In seinem Beitrag beschreibt Durek die Tasse als weit mehr als ein gewöhnliches Trinkgefäß. "Märtha kennt eine Wahrheit, die viele Menschen aus den Augen verloren haben", schreibt er dazu. Die Tasse sei ein "täglicher Energieschub" und solle Menschen dabei helfen, ihre innere Stärke zu entfalten und bewusster zu leben. Märtha Louise selbst werde das Ritual täglich praktizieren, heißt es in dem Post. Auch der Geschmack von Tee soll daraus angeblich "legendärer" wirken. Ihren royalen Titel verwendet Durek in dem Beitrag nicht – dennoch stehen ihr Name und ihr Gesicht klar im Mittelpunkt der Produktpräsentation. Hinter dem "Quinterium"-Symbol steckt laut Durek eine ganz besondere Geschichte: Er behauptet, ihm sei das Zeichen bei einem spirituellen Erlebnis in der Türkei offenbart worden, in der Nähe der antiken Stadt Ephesos. Dabei seien ihm außergewöhnliche Wesen erschienen, die ihm das Symbol übergeben hätten. Auf Anweisung dieser Geister habe er es anschließend für 17 Jahre vergraben, bevor er es wieder ausgrub und fortan als Energieverstärker vermarktete.

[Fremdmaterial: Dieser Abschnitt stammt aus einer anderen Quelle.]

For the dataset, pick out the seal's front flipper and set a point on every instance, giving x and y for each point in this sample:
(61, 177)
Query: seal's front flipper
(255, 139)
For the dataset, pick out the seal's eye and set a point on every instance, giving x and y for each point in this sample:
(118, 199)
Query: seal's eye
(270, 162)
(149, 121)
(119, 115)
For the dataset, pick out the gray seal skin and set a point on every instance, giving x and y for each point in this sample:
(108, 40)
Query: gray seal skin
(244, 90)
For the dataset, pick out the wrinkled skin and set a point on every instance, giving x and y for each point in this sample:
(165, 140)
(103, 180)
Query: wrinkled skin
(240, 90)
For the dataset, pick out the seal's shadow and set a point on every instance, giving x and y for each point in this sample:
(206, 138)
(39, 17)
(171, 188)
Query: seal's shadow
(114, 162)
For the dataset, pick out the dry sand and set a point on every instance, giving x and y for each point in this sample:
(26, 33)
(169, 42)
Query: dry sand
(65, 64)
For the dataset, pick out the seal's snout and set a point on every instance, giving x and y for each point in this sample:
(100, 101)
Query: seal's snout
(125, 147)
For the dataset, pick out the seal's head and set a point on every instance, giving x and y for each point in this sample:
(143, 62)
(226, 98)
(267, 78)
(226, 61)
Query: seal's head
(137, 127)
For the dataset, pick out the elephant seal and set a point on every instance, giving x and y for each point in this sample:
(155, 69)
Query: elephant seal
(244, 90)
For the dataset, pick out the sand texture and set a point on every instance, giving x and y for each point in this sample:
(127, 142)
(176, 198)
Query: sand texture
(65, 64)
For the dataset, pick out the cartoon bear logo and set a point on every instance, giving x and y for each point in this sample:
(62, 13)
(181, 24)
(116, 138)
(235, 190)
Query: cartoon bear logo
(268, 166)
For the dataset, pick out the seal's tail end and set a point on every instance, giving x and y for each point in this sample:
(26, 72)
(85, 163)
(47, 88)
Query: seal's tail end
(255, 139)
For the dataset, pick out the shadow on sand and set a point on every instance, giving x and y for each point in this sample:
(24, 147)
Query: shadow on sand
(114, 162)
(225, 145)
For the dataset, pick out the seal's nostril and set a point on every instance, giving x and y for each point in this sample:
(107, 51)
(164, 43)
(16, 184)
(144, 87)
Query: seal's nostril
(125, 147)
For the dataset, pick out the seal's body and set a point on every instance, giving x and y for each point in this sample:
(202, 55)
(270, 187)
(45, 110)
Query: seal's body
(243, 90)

Für das norwegische Königshaus ist der neuerliche Werbeauftritt der Prinzessin heikel: Märtha Louise hatte sich vor einigen Jahren nach wiederholten Diskussionen um ihre geschäftlichen Aktivitäten von offiziellen Aufgaben zurückgezogen. Sie darf ihren Titel zwar weiterhin tragen, soll ihn jedoch nicht für kommerzielle Zwecke einsetzen. In einem Instagram-Post des norwegischen Königshauses hieß es damals: "Der König hat entschieden, dass die Prinzessin ihren Titel behalten wird, aber Prinzessin Märtha Louise und ihr Verlobter Durek Verrett werden den Titel nicht für ihre kommerziellen Aktivitäten verwenden."
Schon vor einem Jahr gab es Ärger um einen ähnlichen Instagram-Auftritt: Damals warben Märtha Louise und Durek gemeinsam in einem Video für eine Schmuckreinigungsseife aus den USA, die rund 27 Euro kostete. In dem Clip trug Durek das Mittel direkt auf den Verlobungsring seiner Frau auf, um ihn wieder glänzen zu lassen. Für viele Beobachter wirkte das wie der nächste Versuch, mit der Reichweite der Prinzessin Kasse zu machen. Zumal Durek auch sonst teure Angebote verkauft: Für einen "Spirit Optimizer" verlangte er laut dem Bericht 220 Euro, Online-Sitzungen sollten sogar bis zu 1.400 Euro kosten.